Example: A small region on chromosome 2 in one sample

Next we are interested in the distribution of raw copy number {C_ij} in a small region on chromosome 2 in sample NA06991.

# Identification of units in Chr 2:81-86MB and their positions
cdf <- getCdf(cesN)
gi <- getGenomeInformation(cdf)
units <- getUnitsOnChromosome(gi, chromosome=2, region=c(81,86)*1e6)
pos <- getPositions(gi, units=units)

# Retrieving CN estimates of the reference in the above region
ceR <- getAverageFile(cesN)
thetaR <- extractTheta(ceR, units=units)

# Retrieving the corresponding estimates of sample NA06985
ce <- cesN[[indexOf(cesN, "NA06985")]]
theta <- extractTheta(ce, units=units)

# Calculate the relative CNs
C <- 2*theta/thetaR

# Plotting data along genome par(mar=c(3,4,2,1)+0.1)
plot(pos/1e6, C, pch=".", cex=3, ylim=c(0,4))
stext(side=3, pos=0, getName(ce))
stext(side=3, pos=1, "Chr2")

Figure: Copy number estimates in a 5.0Mb region on Chr2 for sample NA06985. There is a clear deletion at 83.1-83.7Mb.

Conclusions

We have shown how to estimate full-resolution ("raw") total copy numbers using the CRMA v2 method presented in (Bengtsson, Wirapati, and Speed, 2009). These estimates can be used for various purposes, where segmentation for identifying CN regions is the most common one. For details on how to apply downstream methods, see other aroma.affymetrix vignettes.

References

[1] H. Bengtsson, R. Irizarry, B. Carvalho, et al. "Estimation and assessment of raw copy numbers at the single locus level". Eng. In: Bioinformatics (Oxford, England) 24.6 (Mar. 2008), pp. 759-67. ISSN: 1367-4811. DOI: 10.1093/bioinformatics/btn016. PMID: 18204055.

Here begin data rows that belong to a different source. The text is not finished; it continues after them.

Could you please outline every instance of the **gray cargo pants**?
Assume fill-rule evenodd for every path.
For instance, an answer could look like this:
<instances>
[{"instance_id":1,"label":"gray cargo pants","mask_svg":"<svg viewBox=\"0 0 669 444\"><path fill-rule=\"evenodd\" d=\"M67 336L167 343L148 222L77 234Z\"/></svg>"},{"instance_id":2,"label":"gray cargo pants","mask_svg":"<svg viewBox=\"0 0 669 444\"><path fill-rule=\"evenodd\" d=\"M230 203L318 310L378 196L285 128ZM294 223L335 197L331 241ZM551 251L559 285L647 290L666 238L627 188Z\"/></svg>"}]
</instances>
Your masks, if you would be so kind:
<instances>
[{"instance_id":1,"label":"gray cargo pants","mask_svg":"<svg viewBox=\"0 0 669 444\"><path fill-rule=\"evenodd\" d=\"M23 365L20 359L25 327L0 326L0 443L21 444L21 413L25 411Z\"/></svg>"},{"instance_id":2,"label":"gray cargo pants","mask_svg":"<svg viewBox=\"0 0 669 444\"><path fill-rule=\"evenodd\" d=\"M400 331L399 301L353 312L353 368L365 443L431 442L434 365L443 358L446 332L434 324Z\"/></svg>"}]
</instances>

[2] H. Bengtsson, P. Wirapati, and T. P. Speed. "A single-array preprocessing method for estimating full-resolution raw copy numbers from all Affymetrix genotyping arrays including GenomeWideSNP 5 & 6". Eng. In: Bioinformatics (Oxford, England) 25.17 (Sep. 2009), pp. 2149-56. ISSN: 1367-4811. DOI: 10.1093/bioinformatics/btp371. PMID: 19535535.